日本経済新聞の11月25日付朝刊書評欄に、以前このブログで紹介した高橋洋一氏の著作「財投改革の経済学」が載っていた。学術書の体裁をとっていて、出版社の東洋経済新報社も部数を期待していなかったと思うから、こういう形で評判になることは著者のためにも、また日本の政策立案者(ポリシー・メーカー)たちにとってもいいことだと思う。

それにつけても、自民党の財政改革研究会(会長・与謝野馨前官房長官)が11月21日に発表した「中間とりまとめ案」はいささか大人げなかった。この手の中間報告には珍しく、敵意むきだしで「霞が関埋蔵金伝説」批判が書かれている。

「埋蔵金」という言葉自体、UFOや幽霊話などとともに、民放がよく流すこけおどし番組を連想させるもので、それに「伝説」とつけているから、よけいウソというニュアンスがこもっている。これは消費税引き上げ反対の民主党にあてつけたようでいながら、与謝野氏や財務省の宿敵、高橋氏がこの著作で主張している特別会計の「離れですき焼き」論を揶揄したものだろう。
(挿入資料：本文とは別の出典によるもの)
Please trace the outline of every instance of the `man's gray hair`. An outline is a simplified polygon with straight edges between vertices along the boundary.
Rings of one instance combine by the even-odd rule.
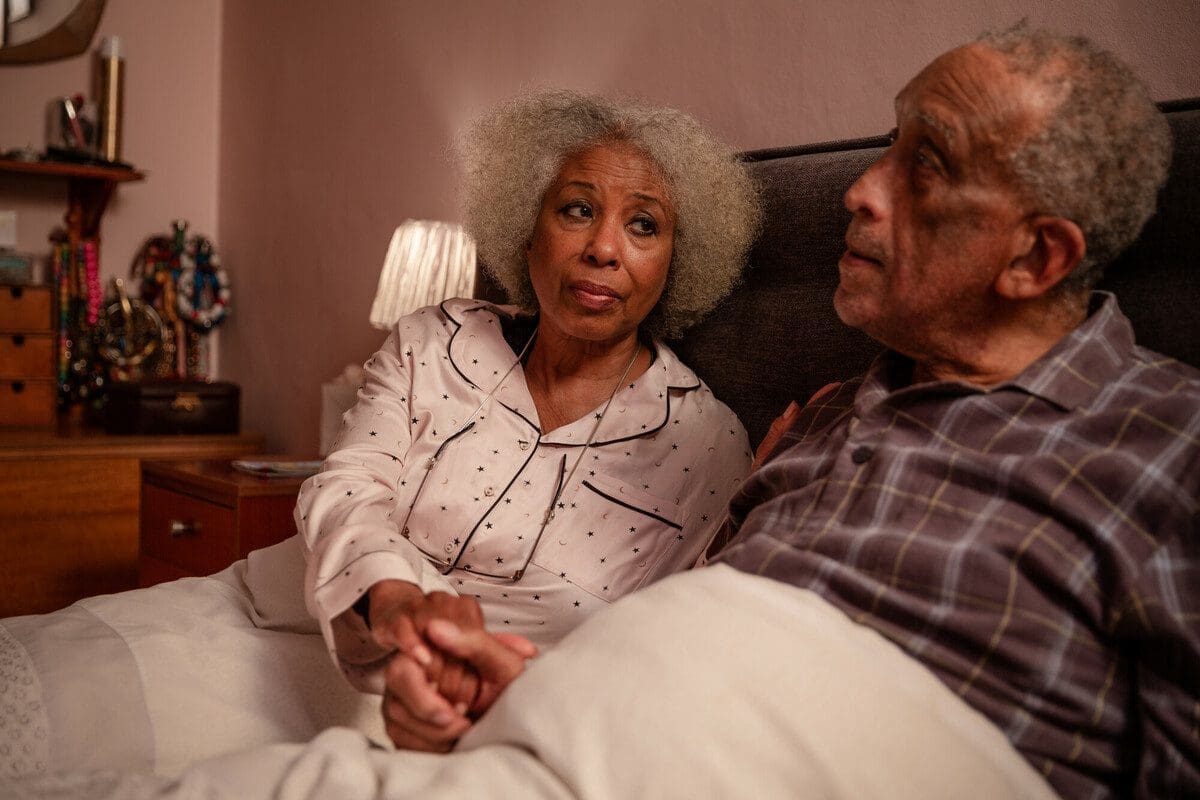
[[[1088,39],[1022,22],[979,41],[1051,97],[1061,94],[1040,132],[1010,154],[1010,167],[1037,211],[1083,230],[1087,255],[1062,287],[1082,292],[1154,213],[1171,164],[1170,126],[1129,67]]]
[[[662,298],[642,327],[675,337],[737,284],[762,220],[742,163],[687,114],[570,91],[534,93],[498,106],[459,142],[467,226],[480,260],[509,300],[535,308],[526,244],[542,198],[568,156],[615,142],[644,153],[667,184],[674,250]]]

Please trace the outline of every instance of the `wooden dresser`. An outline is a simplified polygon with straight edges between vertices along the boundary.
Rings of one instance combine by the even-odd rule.
[[[0,430],[0,617],[138,584],[142,465],[261,453],[261,434]]]
[[[0,426],[53,425],[54,395],[50,287],[0,285]]]

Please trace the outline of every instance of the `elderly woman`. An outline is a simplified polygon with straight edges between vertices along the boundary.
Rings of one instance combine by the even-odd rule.
[[[692,565],[751,459],[662,341],[733,287],[757,232],[733,155],[678,111],[569,92],[499,107],[463,150],[469,224],[513,305],[401,319],[296,508],[335,661],[424,749],[486,702],[431,620],[553,644]]]

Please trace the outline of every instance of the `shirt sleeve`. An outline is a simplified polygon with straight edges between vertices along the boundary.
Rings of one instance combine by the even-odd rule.
[[[1172,542],[1146,562],[1119,630],[1136,654],[1137,798],[1200,797],[1200,559]]]
[[[712,398],[704,409],[704,417],[720,414],[721,422],[708,429],[708,436],[689,442],[694,450],[692,460],[700,466],[700,475],[689,483],[687,492],[688,518],[682,532],[683,542],[667,554],[656,575],[664,576],[679,570],[705,564],[705,551],[725,523],[729,498],[742,485],[750,472],[753,453],[750,439],[741,422],[723,405]],[[701,429],[696,426],[696,429]]]
[[[345,612],[383,580],[453,592],[399,530],[396,490],[413,468],[406,461],[411,359],[411,350],[402,353],[397,328],[364,365],[358,401],[343,417],[321,472],[301,487],[295,510],[308,562],[305,603],[334,662],[365,691],[382,691],[388,653],[358,614]]]

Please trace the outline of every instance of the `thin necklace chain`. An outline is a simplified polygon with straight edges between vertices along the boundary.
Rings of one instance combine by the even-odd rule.
[[[561,497],[562,493],[566,491],[567,486],[571,483],[571,478],[575,477],[575,470],[579,469],[579,463],[583,461],[583,456],[587,453],[588,448],[592,446],[592,442],[596,441],[596,432],[600,430],[600,423],[604,422],[604,416],[608,413],[608,407],[612,405],[613,398],[617,396],[617,391],[625,383],[625,378],[629,376],[629,370],[633,369],[634,362],[637,361],[638,356],[641,354],[642,343],[638,342],[637,346],[633,348],[633,358],[629,359],[629,363],[625,365],[625,371],[621,373],[620,378],[617,378],[616,384],[613,385],[612,391],[608,395],[608,400],[604,403],[604,408],[600,409],[600,415],[596,417],[596,422],[592,425],[592,431],[588,434],[587,441],[584,442],[583,448],[579,451],[575,463],[571,465],[571,471],[567,473],[566,480],[560,485],[558,495],[554,498],[555,502],[550,504],[550,510],[546,514],[545,522],[542,523],[543,528],[547,522],[554,519],[554,509],[557,507],[558,497]],[[540,532],[538,536],[540,538]]]

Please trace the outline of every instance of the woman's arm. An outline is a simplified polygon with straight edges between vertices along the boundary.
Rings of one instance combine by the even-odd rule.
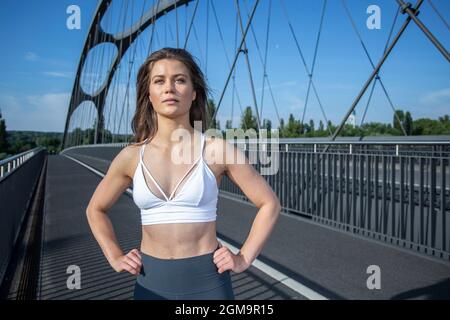
[[[228,269],[242,272],[252,264],[264,247],[280,215],[281,205],[270,185],[249,163],[245,154],[225,140],[222,141],[227,176],[259,208],[239,253],[230,255],[227,253],[228,248],[221,248],[217,250],[217,257],[215,256],[219,272]]]
[[[108,172],[97,186],[86,208],[86,216],[95,239],[114,270],[117,272],[126,270],[137,275],[141,266],[139,252],[133,249],[124,255],[107,214],[132,182],[127,174],[130,163],[132,163],[132,150],[126,147],[111,162]]]

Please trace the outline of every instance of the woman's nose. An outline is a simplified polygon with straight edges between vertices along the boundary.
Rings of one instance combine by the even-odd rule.
[[[175,91],[174,87],[175,87],[174,83],[172,83],[171,81],[167,81],[167,84],[164,88],[164,92],[174,92]]]

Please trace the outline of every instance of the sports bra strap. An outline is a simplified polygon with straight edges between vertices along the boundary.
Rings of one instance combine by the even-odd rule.
[[[202,133],[202,132],[200,132],[200,134],[201,134],[201,139],[200,139],[200,141],[201,141],[201,147],[200,147],[200,158],[203,158],[203,149],[205,148],[205,134],[204,133]]]
[[[150,173],[150,171],[148,171],[146,165],[144,164],[144,150],[145,150],[145,146],[147,145],[147,143],[143,144],[140,150],[140,157],[139,157],[139,162],[142,165],[142,167],[144,168],[144,170],[147,172],[147,175],[150,177],[150,179],[153,181],[153,183],[156,185],[156,187],[158,188],[159,192],[161,192],[161,194],[164,196],[164,198],[166,199],[166,201],[170,201],[175,192],[178,190],[178,187],[181,185],[181,183],[184,181],[184,179],[186,178],[186,176],[192,171],[192,169],[198,165],[199,163],[202,163],[201,160],[203,160],[203,149],[204,149],[204,134],[200,133],[200,141],[201,141],[201,151],[200,151],[200,157],[197,158],[197,160],[195,160],[195,162],[191,165],[191,167],[189,168],[189,170],[183,175],[183,177],[178,181],[177,185],[175,186],[174,190],[172,191],[172,194],[169,195],[169,197],[166,196],[166,193],[162,190],[162,188],[160,187],[159,183],[156,181],[156,179],[152,176],[152,174]]]

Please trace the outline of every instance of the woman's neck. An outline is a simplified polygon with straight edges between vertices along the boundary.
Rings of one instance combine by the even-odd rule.
[[[176,132],[178,131],[179,132]],[[163,120],[158,122],[158,130],[155,133],[154,139],[164,145],[173,145],[179,142],[178,137],[183,135],[193,135],[194,128],[189,124],[175,122],[172,119]]]

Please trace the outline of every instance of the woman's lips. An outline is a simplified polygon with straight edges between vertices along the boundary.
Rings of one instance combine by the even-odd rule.
[[[178,102],[178,100],[165,100],[165,101],[163,101],[163,103],[167,103],[167,104],[174,104],[174,103],[177,103]]]

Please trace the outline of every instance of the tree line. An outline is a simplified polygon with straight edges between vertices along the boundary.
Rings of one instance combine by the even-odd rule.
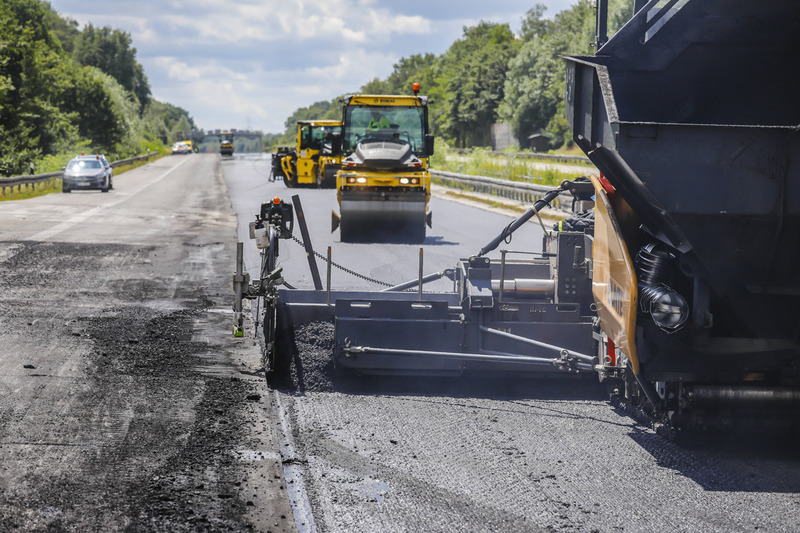
[[[564,118],[566,63],[559,56],[591,54],[595,40],[595,2],[577,0],[552,19],[536,4],[515,35],[509,24],[480,22],[442,54],[401,58],[385,79],[375,78],[362,94],[408,94],[419,82],[434,104],[431,128],[451,146],[491,145],[491,125],[509,123],[521,146],[535,133],[553,146],[570,141]],[[609,32],[633,15],[633,0],[610,0]],[[341,96],[297,109],[274,143],[293,142],[298,120],[341,118]]]
[[[194,129],[188,112],[151,97],[131,44],[120,30],[81,30],[43,0],[3,0],[0,175],[80,150],[142,152]]]

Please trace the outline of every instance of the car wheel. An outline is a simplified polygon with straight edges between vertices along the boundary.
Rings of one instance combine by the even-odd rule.
[[[61,189],[61,192],[72,192],[72,191],[69,189]]]

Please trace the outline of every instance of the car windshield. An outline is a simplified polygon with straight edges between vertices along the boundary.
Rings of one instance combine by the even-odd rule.
[[[82,168],[101,168],[100,161],[97,159],[80,159],[78,161],[70,161],[68,170],[78,170]]]
[[[425,115],[422,107],[350,106],[345,115],[345,155],[353,153],[364,138],[399,139],[418,155],[424,150]]]

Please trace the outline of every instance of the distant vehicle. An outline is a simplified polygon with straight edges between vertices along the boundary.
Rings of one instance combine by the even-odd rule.
[[[225,130],[219,134],[220,155],[233,156],[233,132]]]
[[[105,156],[79,155],[64,167],[61,190],[72,192],[75,189],[99,189],[108,192],[114,188],[111,175],[111,165]]]
[[[114,167],[112,167],[111,163],[108,162],[108,159],[106,159],[106,156],[104,156],[103,154],[98,154],[97,158],[100,160],[100,162],[105,167],[106,171],[108,172],[109,178],[112,178],[114,176]],[[114,182],[112,181],[111,184],[110,184],[109,189],[113,189],[113,188],[114,188]]]
[[[172,155],[175,154],[191,154],[192,147],[185,142],[178,142],[172,145]]]

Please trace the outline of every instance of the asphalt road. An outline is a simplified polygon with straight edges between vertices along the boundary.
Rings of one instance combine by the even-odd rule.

しかし高橋氏の論拠は、04年の経済財政諮問会議で提示された特別会計の資産負債差額(清算バランス)に基づいて、「見えない資産」が50兆円あるとはじき出している。この清算バランスを正面から論じることなく、頭ごなしに「埋蔵金伝説」と罵倒しているのはいかがなものか。どうも与謝野氏の「高橋憎し」の私情が先に立って、論議になっていない気がする。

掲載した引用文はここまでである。